There’s a lot of N. T. Wright talk around here right now, so it seems an appropriate time to continue the series on Christian Storytelling. In the past couple of installments we began looking at Wright’s view of the Bible as an “unfinished drama.” We continue now with an understanding of ourselves as actors in the fifth act.
The Christian story gives new meaning to the old Shakespearian line, “All the world’s a stage.” The world is the stage upon which the drama of redemption takes place. And you and I are players. But we are not merely players. We are the faithful improvisors of the tragic and glorious fifth act of history, trying with all our might to remain faithful to the first four acts, as well as the few scenes of the fifth act, that preceded us.
The first four acts, and perhaps even Act V, scene 1, have been laid down for us in the Scriptures. We have some solid clues as to what will happen in the final scene of Act V, but there is a great length of scenes in the fifth act to be played out.
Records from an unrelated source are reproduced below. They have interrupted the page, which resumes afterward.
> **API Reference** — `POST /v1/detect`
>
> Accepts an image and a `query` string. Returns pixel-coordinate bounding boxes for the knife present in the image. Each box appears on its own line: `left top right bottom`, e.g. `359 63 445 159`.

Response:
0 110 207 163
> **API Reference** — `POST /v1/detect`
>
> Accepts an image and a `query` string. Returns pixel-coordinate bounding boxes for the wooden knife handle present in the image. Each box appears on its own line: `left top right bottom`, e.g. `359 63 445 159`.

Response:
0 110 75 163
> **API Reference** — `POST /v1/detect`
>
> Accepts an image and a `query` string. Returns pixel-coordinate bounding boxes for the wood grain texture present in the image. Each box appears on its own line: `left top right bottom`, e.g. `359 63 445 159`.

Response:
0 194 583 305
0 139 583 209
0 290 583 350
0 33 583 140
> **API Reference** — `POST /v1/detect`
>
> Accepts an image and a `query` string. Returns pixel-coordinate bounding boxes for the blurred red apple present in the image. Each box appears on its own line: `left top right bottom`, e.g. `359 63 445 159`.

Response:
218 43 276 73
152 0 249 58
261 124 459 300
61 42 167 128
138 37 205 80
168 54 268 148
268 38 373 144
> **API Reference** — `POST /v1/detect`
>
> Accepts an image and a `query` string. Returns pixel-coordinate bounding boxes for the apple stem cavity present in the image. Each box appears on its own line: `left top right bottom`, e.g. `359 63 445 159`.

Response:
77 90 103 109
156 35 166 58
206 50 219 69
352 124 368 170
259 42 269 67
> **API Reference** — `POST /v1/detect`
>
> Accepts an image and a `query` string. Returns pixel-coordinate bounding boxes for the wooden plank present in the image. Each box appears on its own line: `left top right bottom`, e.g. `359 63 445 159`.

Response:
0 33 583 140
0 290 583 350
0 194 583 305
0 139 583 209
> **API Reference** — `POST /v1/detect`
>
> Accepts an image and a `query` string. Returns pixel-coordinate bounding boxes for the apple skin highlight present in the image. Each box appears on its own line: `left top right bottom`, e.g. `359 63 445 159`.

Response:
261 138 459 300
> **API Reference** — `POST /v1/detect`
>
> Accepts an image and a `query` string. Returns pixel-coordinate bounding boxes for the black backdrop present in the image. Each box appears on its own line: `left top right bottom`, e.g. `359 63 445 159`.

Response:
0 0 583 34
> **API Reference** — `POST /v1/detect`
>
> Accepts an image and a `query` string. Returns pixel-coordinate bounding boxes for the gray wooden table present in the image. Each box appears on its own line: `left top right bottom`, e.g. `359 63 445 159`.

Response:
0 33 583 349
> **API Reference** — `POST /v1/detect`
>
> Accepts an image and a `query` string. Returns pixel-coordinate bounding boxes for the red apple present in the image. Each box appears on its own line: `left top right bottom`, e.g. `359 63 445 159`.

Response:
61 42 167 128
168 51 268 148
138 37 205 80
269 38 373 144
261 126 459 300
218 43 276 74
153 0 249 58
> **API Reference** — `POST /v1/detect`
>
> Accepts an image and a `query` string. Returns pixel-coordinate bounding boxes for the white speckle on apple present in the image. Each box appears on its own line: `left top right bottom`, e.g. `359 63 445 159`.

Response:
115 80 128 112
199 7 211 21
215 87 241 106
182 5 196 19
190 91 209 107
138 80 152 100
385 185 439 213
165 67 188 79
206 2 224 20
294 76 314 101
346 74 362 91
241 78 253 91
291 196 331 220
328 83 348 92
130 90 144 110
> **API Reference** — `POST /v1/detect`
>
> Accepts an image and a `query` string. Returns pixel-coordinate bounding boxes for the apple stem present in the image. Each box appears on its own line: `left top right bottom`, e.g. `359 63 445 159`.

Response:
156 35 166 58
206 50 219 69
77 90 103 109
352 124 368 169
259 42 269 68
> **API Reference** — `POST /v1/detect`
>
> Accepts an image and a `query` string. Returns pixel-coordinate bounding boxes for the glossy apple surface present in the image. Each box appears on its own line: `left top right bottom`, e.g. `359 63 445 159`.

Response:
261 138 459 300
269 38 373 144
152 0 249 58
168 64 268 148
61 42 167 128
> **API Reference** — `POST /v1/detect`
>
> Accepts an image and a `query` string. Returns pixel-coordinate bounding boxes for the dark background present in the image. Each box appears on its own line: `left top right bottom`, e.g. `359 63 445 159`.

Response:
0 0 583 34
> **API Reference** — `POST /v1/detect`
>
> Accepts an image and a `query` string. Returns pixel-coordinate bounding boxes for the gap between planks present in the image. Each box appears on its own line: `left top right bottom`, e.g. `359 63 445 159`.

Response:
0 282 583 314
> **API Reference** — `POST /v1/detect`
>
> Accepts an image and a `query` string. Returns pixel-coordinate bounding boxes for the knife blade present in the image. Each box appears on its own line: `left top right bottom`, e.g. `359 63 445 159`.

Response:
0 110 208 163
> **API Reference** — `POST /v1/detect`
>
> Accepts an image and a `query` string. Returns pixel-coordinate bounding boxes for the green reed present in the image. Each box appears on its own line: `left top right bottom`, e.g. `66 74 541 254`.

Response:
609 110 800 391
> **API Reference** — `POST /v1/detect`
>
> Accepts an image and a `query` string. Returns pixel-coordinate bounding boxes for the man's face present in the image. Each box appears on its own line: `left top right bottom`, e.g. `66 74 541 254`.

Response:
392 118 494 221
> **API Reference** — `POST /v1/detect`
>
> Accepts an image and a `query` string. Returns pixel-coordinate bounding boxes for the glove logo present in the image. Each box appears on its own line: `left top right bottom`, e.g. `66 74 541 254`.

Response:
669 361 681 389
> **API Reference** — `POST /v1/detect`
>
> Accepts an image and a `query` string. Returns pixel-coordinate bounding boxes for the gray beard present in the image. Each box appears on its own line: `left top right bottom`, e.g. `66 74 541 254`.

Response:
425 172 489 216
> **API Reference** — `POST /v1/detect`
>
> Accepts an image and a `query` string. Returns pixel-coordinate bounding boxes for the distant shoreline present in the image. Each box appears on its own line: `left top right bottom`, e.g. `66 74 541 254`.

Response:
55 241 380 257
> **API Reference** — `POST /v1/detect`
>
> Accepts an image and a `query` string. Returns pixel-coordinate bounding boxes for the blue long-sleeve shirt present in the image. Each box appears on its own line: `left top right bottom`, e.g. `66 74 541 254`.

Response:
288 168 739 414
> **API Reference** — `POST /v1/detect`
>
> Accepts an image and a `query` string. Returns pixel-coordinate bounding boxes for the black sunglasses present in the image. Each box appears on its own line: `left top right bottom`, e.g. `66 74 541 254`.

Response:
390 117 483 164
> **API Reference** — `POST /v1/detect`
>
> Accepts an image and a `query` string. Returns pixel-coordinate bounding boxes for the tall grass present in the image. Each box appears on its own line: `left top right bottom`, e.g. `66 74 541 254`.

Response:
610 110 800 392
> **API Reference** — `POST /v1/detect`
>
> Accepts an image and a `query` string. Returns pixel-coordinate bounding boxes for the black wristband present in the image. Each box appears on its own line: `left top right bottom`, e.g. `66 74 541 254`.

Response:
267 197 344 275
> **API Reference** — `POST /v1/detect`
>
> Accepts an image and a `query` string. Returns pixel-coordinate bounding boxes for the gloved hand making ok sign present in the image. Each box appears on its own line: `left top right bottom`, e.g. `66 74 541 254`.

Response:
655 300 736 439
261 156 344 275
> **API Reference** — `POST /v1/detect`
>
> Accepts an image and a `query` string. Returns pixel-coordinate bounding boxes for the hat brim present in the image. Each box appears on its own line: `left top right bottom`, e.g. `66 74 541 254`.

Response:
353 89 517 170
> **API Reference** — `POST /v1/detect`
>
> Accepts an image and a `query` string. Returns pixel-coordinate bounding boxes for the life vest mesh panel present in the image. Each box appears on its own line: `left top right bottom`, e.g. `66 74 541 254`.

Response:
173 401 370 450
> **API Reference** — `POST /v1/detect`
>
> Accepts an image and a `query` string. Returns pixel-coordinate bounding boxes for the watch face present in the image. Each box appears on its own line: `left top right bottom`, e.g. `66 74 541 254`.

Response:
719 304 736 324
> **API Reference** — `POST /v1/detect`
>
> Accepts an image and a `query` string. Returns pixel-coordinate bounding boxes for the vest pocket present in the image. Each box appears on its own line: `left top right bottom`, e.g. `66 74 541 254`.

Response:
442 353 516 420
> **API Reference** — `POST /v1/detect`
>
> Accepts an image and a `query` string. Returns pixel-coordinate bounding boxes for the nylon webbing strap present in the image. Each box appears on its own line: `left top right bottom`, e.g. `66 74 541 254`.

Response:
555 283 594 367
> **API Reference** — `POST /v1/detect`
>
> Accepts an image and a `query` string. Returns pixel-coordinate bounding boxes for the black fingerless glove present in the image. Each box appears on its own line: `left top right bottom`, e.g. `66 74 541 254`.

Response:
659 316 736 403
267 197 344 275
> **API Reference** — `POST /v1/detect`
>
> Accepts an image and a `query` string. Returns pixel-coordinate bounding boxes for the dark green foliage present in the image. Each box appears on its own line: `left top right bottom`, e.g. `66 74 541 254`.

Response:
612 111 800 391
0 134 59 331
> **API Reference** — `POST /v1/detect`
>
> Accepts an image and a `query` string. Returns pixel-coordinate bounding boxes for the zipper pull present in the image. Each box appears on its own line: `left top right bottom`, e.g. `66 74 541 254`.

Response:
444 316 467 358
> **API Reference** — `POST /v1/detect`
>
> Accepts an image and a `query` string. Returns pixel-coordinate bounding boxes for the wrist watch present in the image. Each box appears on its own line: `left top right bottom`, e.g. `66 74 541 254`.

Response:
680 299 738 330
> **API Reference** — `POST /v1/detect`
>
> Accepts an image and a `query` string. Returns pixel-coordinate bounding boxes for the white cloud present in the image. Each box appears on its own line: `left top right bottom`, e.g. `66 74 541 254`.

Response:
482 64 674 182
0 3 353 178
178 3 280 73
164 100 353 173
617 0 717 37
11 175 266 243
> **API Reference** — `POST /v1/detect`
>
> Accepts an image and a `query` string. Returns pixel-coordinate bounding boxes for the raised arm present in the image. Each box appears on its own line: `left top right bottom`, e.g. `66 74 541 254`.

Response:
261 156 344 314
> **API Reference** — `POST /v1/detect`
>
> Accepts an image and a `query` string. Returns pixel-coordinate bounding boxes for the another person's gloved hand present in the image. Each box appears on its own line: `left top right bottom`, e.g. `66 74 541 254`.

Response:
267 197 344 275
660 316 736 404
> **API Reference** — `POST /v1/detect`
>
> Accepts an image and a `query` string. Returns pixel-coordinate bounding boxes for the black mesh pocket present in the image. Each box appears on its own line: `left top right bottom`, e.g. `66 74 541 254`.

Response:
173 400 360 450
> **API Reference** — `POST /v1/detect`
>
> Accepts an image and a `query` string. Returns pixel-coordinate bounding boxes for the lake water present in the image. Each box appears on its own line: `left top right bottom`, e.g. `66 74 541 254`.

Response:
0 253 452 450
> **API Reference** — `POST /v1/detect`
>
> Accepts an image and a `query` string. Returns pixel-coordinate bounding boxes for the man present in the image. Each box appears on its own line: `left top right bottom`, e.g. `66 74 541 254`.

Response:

Obviously, the objection might arise that if we only have four acts and have to improvise a fifth, we’ll be left to our own devices, and authority would shift away from the text and to us. I think this would miss the point of the illustration, however, as the first four acts would serve as the authority for the fifth. It just wouldn’t be a comfortable or easy authority. Rather than pulling timeless principles from Scripture to apply in any and every context, we would now be forced to ask the question, “Where was the biblical story going?” and “How do we, as its followers, continue to take it there?” We somehow have to deal with the fact that the Scriptures do not give us the whole story, nor do they give us an answer for every single question that arises. To treat the Bible like it does is to misuse it. The Scriptures do not lay out the fifth act in detail, but they provide a direction that we faithful improvisors should take.
The strength of this position comes in its treatment of the Scriptures as the story of redemption. Certainly the Bible is not laid out in the form of a Shakespearian play. But it is a story, and we must treat it as such, difficult though that may be.
The story, of course, has a main character: Jesus of Nazareth. If we get bogged down in too many of the minor details of the story and do not focus on the story’s central trajectory, the proclamation of Jesus as crucified Lord of the universe, we’ll take the story in all sorts of misguided directions. Therefore, we should see the Scriptures as an unfinished drama about Christ, a drama which we are to live out in each setting we are given. We should take our places in our allotted scenes, take the role given to us, and live out the incarnational story of Jesus as faithfully as possible.
The term “faithful improvisor” is meant to be a self-correcting term. If we focus solely on the word “improvisor,” we’ll think authority lies in each actor, making it up as he or she goes along. But if we are genuinely “faithful” to the script we have been given, we’ll hopefully avoid such an approach. And furthermore, there are few soliloquies in this play. We surround ourselves with other actors (and even drama critics) on the stage to point out when we’ve taken too much creative license.
But likewise, if we neglect the word “improvisor,” we will establish for ourselves some rigidly narrow view of how things should be done and lose our ability to become faithfully incarnational in our own worlds and contexts. We’ll also refuse to learn from other actors who might be better than us.
So with humility, we have the joy of playing our parts in the drama of redemption, living and speaking the story of Jesus.